When the Army transitioned from the Battle Dress Uniform to the Army Combat Uniform (ACU) one of the changes that surprised me was doing away with buttons in favor of velcro tapes to close the pockets. Velcro is handy, but it doesn’t last very well, particularly after repeated washings.

Not surprisingly, ┬áthe velcro tapes were popular in garrison, where they present a tidy appearance. But they weren’t very popular with grunts in the field, since the cargo pockets of soldiers in the field are almost always jam-packed with various and sundry items.
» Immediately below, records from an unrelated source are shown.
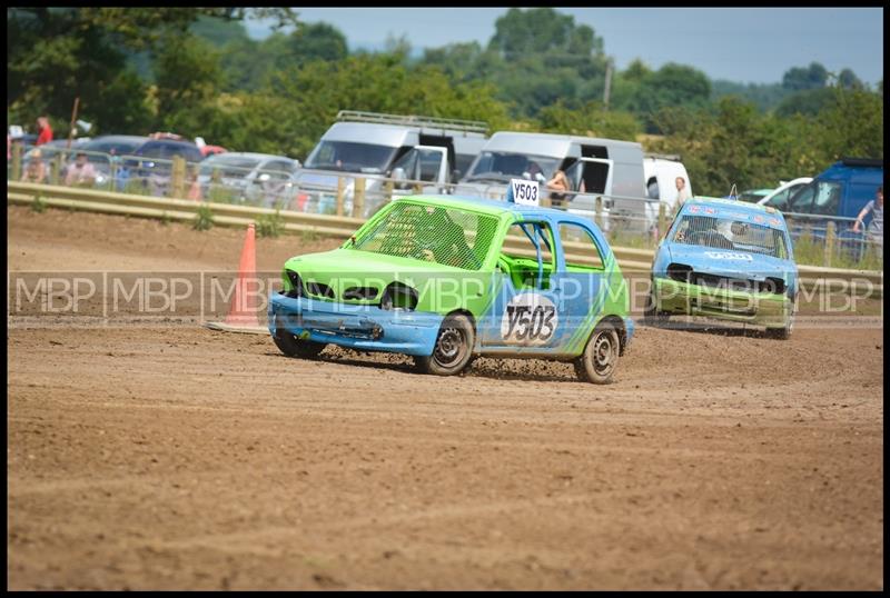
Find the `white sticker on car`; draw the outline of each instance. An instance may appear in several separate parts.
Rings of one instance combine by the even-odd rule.
[[[754,261],[751,253],[736,253],[735,251],[705,251],[704,255],[715,260]]]
[[[507,345],[546,345],[558,321],[556,306],[546,297],[530,292],[517,295],[504,310],[501,337]]]

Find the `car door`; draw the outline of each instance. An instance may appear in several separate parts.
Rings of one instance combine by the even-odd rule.
[[[561,332],[557,258],[546,220],[510,227],[494,275],[495,297],[479,326],[483,352],[553,352]]]
[[[560,315],[554,349],[557,352],[583,349],[609,288],[603,259],[606,241],[593,227],[580,222],[557,225],[563,267],[552,277],[558,288],[556,305]]]

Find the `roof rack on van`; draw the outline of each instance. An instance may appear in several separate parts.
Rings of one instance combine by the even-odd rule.
[[[414,114],[384,114],[379,112],[362,112],[359,110],[340,110],[337,112],[340,122],[377,122],[380,124],[404,124],[413,127],[433,127],[454,131],[484,133],[488,124],[481,120],[458,120],[436,117],[418,117]]]
[[[879,166],[883,168],[883,160],[874,158],[841,158],[844,166]]]
[[[650,153],[646,152],[643,155],[644,158],[656,158],[661,160],[672,160],[674,162],[682,162],[682,158],[679,153]]]

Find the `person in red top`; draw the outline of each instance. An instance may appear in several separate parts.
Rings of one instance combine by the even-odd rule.
[[[37,130],[40,132],[37,136],[34,146],[42,146],[43,143],[52,141],[52,128],[49,126],[49,119],[47,117],[37,119]]]

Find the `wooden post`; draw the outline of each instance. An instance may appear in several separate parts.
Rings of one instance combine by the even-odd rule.
[[[395,188],[395,183],[393,179],[386,179],[383,183],[383,197],[386,198],[386,201],[393,201],[393,189]]]
[[[62,152],[56,155],[56,158],[52,159],[49,167],[49,183],[50,185],[59,185],[59,181],[63,181],[62,179]]]
[[[355,197],[353,197],[353,217],[364,218],[365,212],[365,179],[355,180]]]
[[[18,181],[21,179],[21,142],[16,141],[12,143],[12,173],[11,180]]]
[[[71,110],[71,126],[68,128],[68,144],[65,149],[71,149],[71,140],[75,138],[75,121],[77,120],[77,107],[80,103],[80,98],[75,98],[75,109]]]
[[[186,187],[186,159],[181,156],[174,156],[172,173],[170,177],[170,197],[185,197]]]
[[[603,196],[596,196],[596,216],[594,216],[594,221],[596,226],[601,229],[603,228]]]
[[[108,190],[109,191],[117,191],[118,190],[118,157],[111,157],[111,173],[109,175],[108,181]]]
[[[346,179],[337,179],[337,216],[343,216],[343,198],[346,195]]]
[[[834,239],[837,238],[835,235],[835,226],[834,221],[830,220],[828,226],[825,227],[825,267],[831,267],[831,258],[834,253]]]

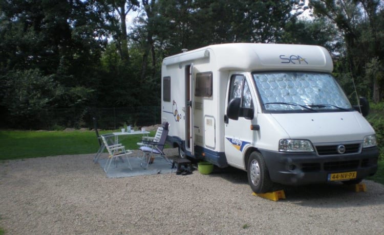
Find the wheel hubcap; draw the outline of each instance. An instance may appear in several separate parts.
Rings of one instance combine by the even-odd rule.
[[[251,181],[253,185],[257,185],[260,181],[260,167],[259,166],[259,162],[253,160],[251,162],[251,166],[249,168],[250,171]]]

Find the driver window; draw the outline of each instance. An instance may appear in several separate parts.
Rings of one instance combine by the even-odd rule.
[[[253,117],[253,104],[252,101],[252,96],[248,82],[242,75],[233,75],[231,78],[229,99],[228,102],[233,98],[241,99],[239,116],[244,116],[246,119],[250,116]]]

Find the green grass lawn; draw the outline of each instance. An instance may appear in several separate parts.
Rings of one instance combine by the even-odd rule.
[[[117,131],[103,131],[100,134]],[[152,132],[150,136],[154,136]],[[137,149],[141,135],[125,135],[120,139],[127,149]],[[99,144],[94,131],[0,131],[0,160],[66,154],[96,153]]]
[[[115,131],[100,131],[100,134]],[[151,132],[150,136],[155,135]],[[120,139],[127,149],[137,149],[141,135],[125,135]],[[66,154],[96,153],[99,148],[94,131],[0,131],[0,160]],[[384,160],[378,171],[368,178],[384,184]]]

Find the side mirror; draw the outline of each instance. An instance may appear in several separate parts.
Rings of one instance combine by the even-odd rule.
[[[360,97],[359,102],[360,103],[359,107],[358,105],[354,105],[353,107],[359,112],[361,110],[361,115],[363,116],[367,116],[368,113],[369,113],[369,102],[368,102],[368,100],[365,97]]]
[[[229,101],[227,107],[227,116],[233,120],[239,120],[240,112],[240,98],[234,98]]]

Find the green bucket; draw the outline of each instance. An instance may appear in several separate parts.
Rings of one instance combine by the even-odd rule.
[[[208,161],[200,161],[197,163],[199,172],[203,175],[209,175],[214,170],[214,165]]]

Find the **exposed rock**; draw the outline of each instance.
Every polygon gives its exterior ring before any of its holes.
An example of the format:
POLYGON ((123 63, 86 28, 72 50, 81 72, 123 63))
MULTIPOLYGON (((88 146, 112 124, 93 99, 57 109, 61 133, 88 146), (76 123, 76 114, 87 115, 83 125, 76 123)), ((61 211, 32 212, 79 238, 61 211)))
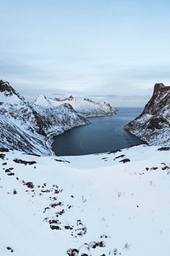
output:
POLYGON ((46 108, 54 108, 64 103, 69 103, 76 112, 86 117, 110 115, 117 111, 116 108, 111 107, 109 103, 96 102, 88 98, 82 99, 72 96, 68 98, 51 99, 40 95, 34 102, 34 104, 46 108))
POLYGON ((35 105, 26 102, 8 82, 0 80, 0 148, 53 154, 54 135, 87 124, 89 121, 77 114, 71 105, 35 105))
POLYGON ((170 86, 156 84, 142 113, 124 128, 150 145, 170 145, 170 86))

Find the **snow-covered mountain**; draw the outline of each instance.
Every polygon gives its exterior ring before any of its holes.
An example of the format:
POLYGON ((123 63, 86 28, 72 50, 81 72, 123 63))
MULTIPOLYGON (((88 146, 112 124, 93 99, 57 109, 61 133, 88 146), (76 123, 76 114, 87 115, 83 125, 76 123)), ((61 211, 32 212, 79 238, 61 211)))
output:
POLYGON ((116 108, 106 102, 95 102, 92 100, 77 98, 71 96, 68 98, 47 98, 40 95, 34 104, 47 108, 56 107, 63 103, 69 103, 80 114, 86 117, 110 115, 116 113, 116 108))
POLYGON ((0 255, 169 256, 168 150, 63 159, 0 148, 0 255))
POLYGON ((156 84, 143 113, 125 129, 150 145, 170 145, 170 86, 156 84))
POLYGON ((51 154, 51 137, 89 124, 70 104, 47 108, 26 102, 8 82, 0 80, 0 147, 51 154))

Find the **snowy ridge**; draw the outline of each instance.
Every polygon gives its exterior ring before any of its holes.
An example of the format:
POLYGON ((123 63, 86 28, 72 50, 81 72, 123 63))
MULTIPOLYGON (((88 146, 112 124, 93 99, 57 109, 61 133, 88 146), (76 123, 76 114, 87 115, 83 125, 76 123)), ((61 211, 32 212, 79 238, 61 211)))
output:
POLYGON ((0 81, 0 145, 39 154, 53 154, 51 138, 89 124, 69 104, 47 108, 26 102, 8 83, 0 81))
POLYGON ((143 113, 125 129, 150 145, 170 145, 170 86, 156 84, 143 113))
POLYGON ((71 96, 68 98, 47 98, 45 96, 40 95, 34 104, 48 108, 57 107, 63 103, 68 103, 80 114, 86 117, 91 116, 105 116, 116 113, 116 108, 111 107, 106 102, 95 102, 89 99, 81 99, 71 96))
POLYGON ((63 159, 0 148, 0 255, 169 256, 169 150, 63 159))

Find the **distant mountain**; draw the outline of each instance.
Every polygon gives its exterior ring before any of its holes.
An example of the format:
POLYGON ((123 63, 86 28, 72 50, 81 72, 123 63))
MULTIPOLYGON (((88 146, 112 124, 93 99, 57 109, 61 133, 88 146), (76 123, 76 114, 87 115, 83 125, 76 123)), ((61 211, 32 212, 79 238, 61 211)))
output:
POLYGON ((45 96, 40 95, 34 104, 47 108, 54 108, 63 103, 69 103, 80 114, 86 117, 91 116, 105 116, 116 113, 116 108, 111 107, 106 102, 95 102, 90 99, 82 99, 71 96, 68 98, 47 98, 45 96))
POLYGON ((150 145, 170 145, 170 86, 156 84, 143 113, 125 130, 150 145))
POLYGON ((0 80, 0 147, 52 154, 51 138, 71 128, 89 124, 69 104, 47 108, 26 102, 0 80))

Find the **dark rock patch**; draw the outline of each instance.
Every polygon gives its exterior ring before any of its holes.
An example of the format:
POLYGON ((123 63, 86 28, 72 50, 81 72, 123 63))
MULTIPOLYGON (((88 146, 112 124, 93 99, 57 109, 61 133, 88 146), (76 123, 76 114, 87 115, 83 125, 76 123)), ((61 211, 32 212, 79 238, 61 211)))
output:
POLYGON ((17 164, 23 164, 23 165, 25 165, 25 166, 26 166, 26 165, 34 165, 34 164, 36 164, 37 162, 36 161, 26 161, 26 160, 21 160, 21 159, 14 159, 13 160, 14 160, 14 162, 15 162, 15 163, 17 163, 17 164))
POLYGON ((0 152, 9 152, 9 150, 6 148, 0 148, 0 152))
POLYGON ((125 159, 120 160, 119 162, 122 162, 123 164, 125 164, 125 163, 130 162, 130 160, 128 158, 125 158, 125 159))
POLYGON ((159 151, 167 151, 167 150, 170 150, 170 147, 162 147, 162 148, 157 148, 157 150, 159 150, 159 151))

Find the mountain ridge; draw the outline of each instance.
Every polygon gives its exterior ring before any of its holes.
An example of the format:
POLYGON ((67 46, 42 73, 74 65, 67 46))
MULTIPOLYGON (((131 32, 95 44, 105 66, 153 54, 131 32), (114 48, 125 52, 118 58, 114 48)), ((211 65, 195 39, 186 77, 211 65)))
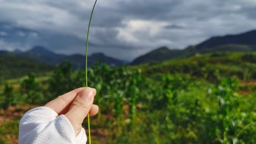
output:
MULTIPOLYGON (((25 52, 19 51, 19 53, 16 53, 15 51, 14 52, 0 50, 0 56, 17 56, 53 66, 59 65, 63 61, 69 61, 72 64, 74 69, 84 69, 85 67, 86 57, 84 55, 81 54, 64 55, 56 53, 42 46, 33 47, 31 49, 25 52)), ((89 67, 91 67, 99 61, 113 66, 120 66, 124 63, 121 60, 105 56, 104 53, 93 53, 89 56, 88 59, 89 67)))
POLYGON ((161 47, 136 58, 131 64, 136 65, 154 61, 162 61, 197 53, 225 51, 256 51, 255 37, 256 30, 252 30, 238 34, 227 34, 225 36, 210 37, 197 45, 189 46, 183 50, 169 49, 167 47, 161 47), (165 52, 165 53, 161 52, 163 50, 165 52))

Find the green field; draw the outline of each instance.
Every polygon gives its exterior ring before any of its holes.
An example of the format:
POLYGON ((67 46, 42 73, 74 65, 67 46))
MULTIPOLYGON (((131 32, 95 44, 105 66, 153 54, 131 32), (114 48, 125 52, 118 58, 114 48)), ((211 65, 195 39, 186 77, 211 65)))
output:
MULTIPOLYGON (((89 70, 89 86, 97 90, 100 108, 91 120, 92 143, 255 143, 255 53, 121 67, 97 64, 89 70)), ((37 75, 2 83, 1 107, 43 105, 85 85, 84 72, 72 71, 69 63, 37 75)), ((1 124, 0 143, 17 138, 19 118, 1 124)))

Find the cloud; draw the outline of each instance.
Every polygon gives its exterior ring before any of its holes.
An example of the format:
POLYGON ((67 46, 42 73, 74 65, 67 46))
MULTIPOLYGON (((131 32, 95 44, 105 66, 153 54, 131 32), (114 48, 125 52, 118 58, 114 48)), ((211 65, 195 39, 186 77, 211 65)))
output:
MULTIPOLYGON (((0 0, 1 48, 40 45, 84 53, 94 1, 0 0)), ((90 53, 132 60, 160 46, 184 48, 211 37, 255 29, 255 0, 99 0, 90 53)))

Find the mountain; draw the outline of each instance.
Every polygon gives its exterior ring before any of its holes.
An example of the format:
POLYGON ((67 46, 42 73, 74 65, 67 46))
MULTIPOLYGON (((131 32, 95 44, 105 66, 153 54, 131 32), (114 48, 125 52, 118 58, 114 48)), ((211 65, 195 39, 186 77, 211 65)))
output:
POLYGON ((135 58, 131 64, 136 65, 143 63, 162 61, 170 59, 181 55, 182 51, 183 50, 170 50, 166 47, 162 47, 135 58))
POLYGON ((53 66, 13 54, 1 55, 0 64, 0 83, 6 79, 20 77, 31 72, 40 75, 55 68, 53 66))
POLYGON ((51 65, 59 64, 67 56, 65 55, 55 53, 41 46, 34 47, 26 52, 19 53, 18 56, 51 65))
MULTIPOLYGON (((58 65, 62 61, 69 61, 74 69, 84 69, 85 67, 85 56, 80 54, 74 54, 70 56, 59 54, 45 48, 41 46, 36 46, 31 50, 21 52, 15 50, 14 52, 8 52, 5 50, 0 50, 0 56, 17 56, 26 58, 30 58, 38 62, 45 63, 50 65, 58 65)), ((108 64, 113 66, 120 66, 124 62, 105 56, 103 53, 94 53, 88 57, 88 66, 91 67, 98 61, 104 64, 108 64)))
POLYGON ((256 46, 256 30, 240 34, 226 35, 223 37, 211 37, 195 46, 197 50, 217 47, 219 45, 247 45, 252 48, 256 46))
POLYGON ((140 64, 152 61, 162 61, 178 57, 224 51, 256 51, 256 30, 248 32, 211 37, 194 46, 184 50, 170 50, 162 47, 135 58, 131 64, 140 64))

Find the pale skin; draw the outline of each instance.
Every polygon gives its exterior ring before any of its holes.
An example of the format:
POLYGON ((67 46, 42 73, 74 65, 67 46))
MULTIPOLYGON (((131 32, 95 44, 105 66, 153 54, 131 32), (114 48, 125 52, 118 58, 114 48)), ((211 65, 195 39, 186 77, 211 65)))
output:
POLYGON ((99 107, 93 104, 96 89, 93 88, 78 88, 49 102, 45 106, 51 108, 59 115, 65 115, 73 126, 77 135, 82 128, 84 118, 97 115, 99 107))

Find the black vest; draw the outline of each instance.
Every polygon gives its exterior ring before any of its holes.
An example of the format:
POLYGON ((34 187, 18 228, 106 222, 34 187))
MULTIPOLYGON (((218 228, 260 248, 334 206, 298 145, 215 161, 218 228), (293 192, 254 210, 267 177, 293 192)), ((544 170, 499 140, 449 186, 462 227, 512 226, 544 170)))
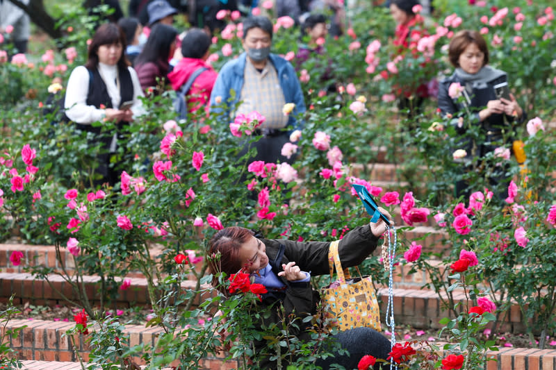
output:
MULTIPOLYGON (((89 81, 89 93, 87 95, 86 104, 88 106, 95 106, 100 108, 101 105, 104 108, 112 108, 112 99, 108 95, 106 84, 100 76, 98 69, 95 68, 92 71, 92 80, 89 81)), ((120 102, 129 101, 133 99, 133 83, 131 81, 131 75, 129 69, 126 67, 121 67, 118 66, 118 74, 120 76, 120 96, 122 97, 120 102)), ((122 122, 118 122, 120 128, 122 122)), ((100 126, 94 127, 91 125, 83 125, 76 124, 77 128, 99 134, 101 128, 100 126)))

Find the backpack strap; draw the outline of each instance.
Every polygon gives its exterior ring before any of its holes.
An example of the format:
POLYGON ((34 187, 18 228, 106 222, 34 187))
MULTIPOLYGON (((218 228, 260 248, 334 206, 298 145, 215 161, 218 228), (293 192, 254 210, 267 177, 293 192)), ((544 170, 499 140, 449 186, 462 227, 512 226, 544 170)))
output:
POLYGON ((191 76, 189 76, 189 78, 187 79, 187 82, 186 82, 186 83, 183 84, 183 86, 179 90, 179 96, 181 96, 182 99, 185 98, 186 95, 189 91, 189 89, 191 88, 191 86, 193 85, 193 83, 195 82, 195 79, 197 77, 199 77, 199 75, 200 75, 202 73, 206 71, 207 69, 208 69, 206 68, 206 67, 201 67, 195 69, 195 71, 191 74, 191 76))

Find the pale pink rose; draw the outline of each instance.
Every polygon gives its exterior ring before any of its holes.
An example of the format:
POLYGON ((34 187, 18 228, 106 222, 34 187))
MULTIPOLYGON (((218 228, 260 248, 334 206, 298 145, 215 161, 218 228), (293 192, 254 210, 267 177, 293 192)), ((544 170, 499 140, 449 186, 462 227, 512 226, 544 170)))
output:
POLYGON ((286 142, 282 146, 280 153, 288 159, 297 152, 297 146, 291 142, 286 142))
POLYGON ((222 230, 224 228, 224 226, 220 222, 220 220, 216 216, 213 216, 211 214, 208 214, 206 216, 206 222, 208 224, 208 226, 213 228, 215 230, 222 230))
POLYGON ((301 72, 300 73, 300 82, 306 83, 309 81, 310 79, 311 79, 311 76, 309 76, 307 70, 302 69, 301 72))
POLYGON ((454 222, 452 224, 452 226, 454 226, 456 233, 461 235, 465 235, 471 231, 471 226, 473 226, 473 221, 467 217, 467 215, 460 215, 454 219, 454 222))
POLYGON ((446 226, 446 221, 444 221, 444 217, 445 216, 445 213, 437 213, 434 215, 434 221, 436 221, 436 224, 439 224, 439 226, 441 228, 444 228, 446 226))
POLYGON ((222 47, 222 55, 224 56, 230 56, 233 51, 231 50, 231 44, 226 43, 222 47))
POLYGON ((79 242, 78 242, 76 238, 70 237, 65 244, 67 247, 67 251, 76 257, 79 255, 79 251, 81 251, 79 247, 77 246, 79 244, 79 242))
POLYGON ((130 278, 124 278, 124 280, 122 282, 122 284, 120 285, 120 290, 127 290, 127 289, 131 286, 131 279, 130 278))
POLYGON ((297 171, 286 162, 279 163, 276 166, 275 176, 278 180, 288 183, 297 178, 297 171))
POLYGON ((327 151, 330 149, 330 136, 322 131, 317 131, 313 138, 313 145, 320 151, 327 151))
POLYGON ((218 10, 218 12, 216 13, 216 19, 223 19, 228 15, 229 10, 226 10, 224 9, 222 9, 218 10))
POLYGON ((556 204, 550 207, 550 210, 548 211, 548 216, 546 217, 546 222, 553 226, 556 226, 556 204))
POLYGON ((353 42, 350 44, 350 46, 348 47, 348 49, 352 51, 354 50, 357 50, 359 49, 361 49, 361 42, 359 42, 359 41, 354 41, 353 42))
POLYGON ((130 176, 125 171, 122 171, 122 175, 120 175, 120 177, 121 179, 120 187, 122 189, 122 194, 129 195, 131 194, 130 184, 131 183, 131 178, 133 178, 130 176))
POLYGON ((294 58, 295 58, 295 53, 294 53, 293 51, 288 51, 287 53, 286 53, 286 55, 284 56, 284 58, 288 60, 288 62, 293 60, 294 58))
POLYGON ((193 221, 193 226, 197 227, 203 227, 204 225, 204 222, 203 222, 203 219, 201 217, 195 217, 195 219, 193 221))
POLYGON ((32 149, 28 144, 26 144, 22 148, 22 159, 24 163, 27 165, 33 165, 33 160, 37 158, 37 151, 32 149))
POLYGON ((527 244, 529 242, 529 239, 526 237, 525 229, 523 228, 523 226, 520 226, 516 229, 516 231, 514 233, 514 237, 516 239, 516 242, 517 242, 517 245, 523 246, 523 248, 527 246, 527 244))
POLYGON ((404 258, 405 258, 408 262, 414 262, 421 256, 422 249, 422 245, 418 244, 415 242, 411 242, 411 246, 409 247, 409 249, 404 253, 404 258))
POLYGON ((359 100, 356 100, 350 104, 350 109, 358 116, 361 115, 363 112, 367 111, 367 108, 365 108, 365 103, 359 100))
POLYGON ((477 255, 473 251, 466 251, 461 249, 459 252, 460 260, 467 260, 469 261, 469 267, 477 266, 479 264, 479 260, 477 259, 477 255))
POLYGON ((477 304, 486 312, 493 314, 496 311, 496 305, 486 297, 477 298, 477 304))
POLYGON ((544 131, 544 125, 542 120, 538 117, 530 119, 527 123, 527 132, 529 133, 530 136, 534 136, 539 130, 544 131))
POLYGON ((201 166, 203 165, 204 160, 204 153, 202 151, 193 152, 193 158, 191 160, 191 163, 193 165, 193 168, 197 171, 199 171, 201 169, 201 166))
POLYGON ((334 166, 334 163, 336 162, 342 161, 342 159, 343 159, 343 154, 342 154, 342 151, 341 151, 337 146, 334 145, 334 146, 326 153, 326 158, 328 158, 328 163, 330 164, 331 166, 334 166))
POLYGON ((70 189, 68 191, 65 192, 65 195, 64 195, 64 198, 70 201, 72 199, 75 199, 77 198, 77 189, 70 189))
POLYGON ((119 228, 124 230, 131 230, 133 228, 133 225, 131 224, 131 221, 127 218, 127 216, 122 215, 120 215, 116 217, 116 224, 119 228))
POLYGON ((481 192, 475 192, 469 196, 469 208, 480 211, 484 203, 484 194, 481 192))
POLYGON ((448 89, 448 94, 452 99, 457 99, 461 95, 464 90, 465 87, 461 86, 461 84, 459 82, 452 83, 448 89))
POLYGON ((355 85, 351 83, 348 83, 348 85, 345 87, 345 92, 352 96, 355 95, 355 94, 357 93, 355 85))
POLYGON ((382 196, 380 201, 388 206, 400 204, 400 194, 398 192, 388 192, 382 196))
POLYGON ((517 185, 512 180, 508 185, 508 197, 506 198, 506 203, 512 204, 516 196, 517 196, 517 185))
POLYGON ((270 205, 270 198, 268 192, 268 187, 265 187, 264 189, 262 189, 260 192, 259 192, 258 201, 259 205, 260 205, 261 208, 268 207, 270 205))

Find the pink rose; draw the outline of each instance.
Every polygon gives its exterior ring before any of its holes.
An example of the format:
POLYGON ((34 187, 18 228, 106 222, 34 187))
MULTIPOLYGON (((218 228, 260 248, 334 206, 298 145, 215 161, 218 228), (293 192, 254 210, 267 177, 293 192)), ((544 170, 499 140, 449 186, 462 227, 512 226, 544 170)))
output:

And velcro just won’t hold them closed.

The Army is ripping space-age Velcro from its uniforms and replacing it with the humble button, which turns out to be tailor-made for the rigors of Afghanistan.

The Army isn’t quite as bad as the Navy or the Air Force when it comes to designing uniforms, but the decision to use velcro was stupid, and an entirely self inflicted wound. I can’t tell you how many man-years and millions of dollars were spent developing the ACU, but I can tell you this- a five minute conversation with an infantryman would have told the Army that velcro just doesn’t work for cargo pockets.

H/T: Hotspur at the H2.

10 thoughts on “The Button”

  1. Which is funny. You’re right, velcro does NOT hold up under repeated washings. Or even repeated use. The sleeves on my field jacket (which I wear when winter gets to AlGore levels of cold) bear witness to that fact. And yet, some high performance sports cars are held together with velcro. My biggest concern with velcro on the ACU was the noise issue. There is simply no way to quietly open velcro. Buttons… well, you know that answer.

    1. Of course, back in the old days when there was still such a thing as quartermaster laundry, they managed to break buttons every damn time.

    2. Of course, back in the old days when there was still such a thing as quartermaster laundry, they managed to break buttons every damn time.

      Oh, I remember QM laundry. And there’s a specific reason I used them only twice in my five years.

  2. Unbuttoned pockets discovered in the chow line resulted in a ‘friend’ having to run around the mess hall 50 times hoisting 25 lb. bags of sugar in each hand. Every time he passed the entrance he was required to scream, “I fucked up Mess Sergeant!”

    1. Unbuttoned pockets in garrison usually resulted in the offending pocket being torn off, with the offender being told that he must not have really wanted that pocket anyway.

    1. Zippers work well for the fly, but are problematic for the cargo pockets. And why add a $0.35 zipper, when you can use a two cent button?

  3. Yes, zippers can also jam and break. A soldier can carry a small sewing kit easily, and repair/replace any button problems in a couple minutes. Lord knows I always had a sewing kit in my seabag. It was easier to fix many things myself than find the time (and cash) to go to a tailor shop off base.

    I didn’t mind the velcro closures on the wrist and waist of my flight suit. However, they didn’t have the same stress that pockets will.


  4. The velcro wears out sooo fast. The fabric wasn’t ripstop on the first lots. many a new ACu dies after only a month in field conditions.

    The color? Don’t get me started on t he confederate gray digi pattern that came in DEAD LAST in the Army’s own cammo tests.

    At least this version of the ACU will last longer.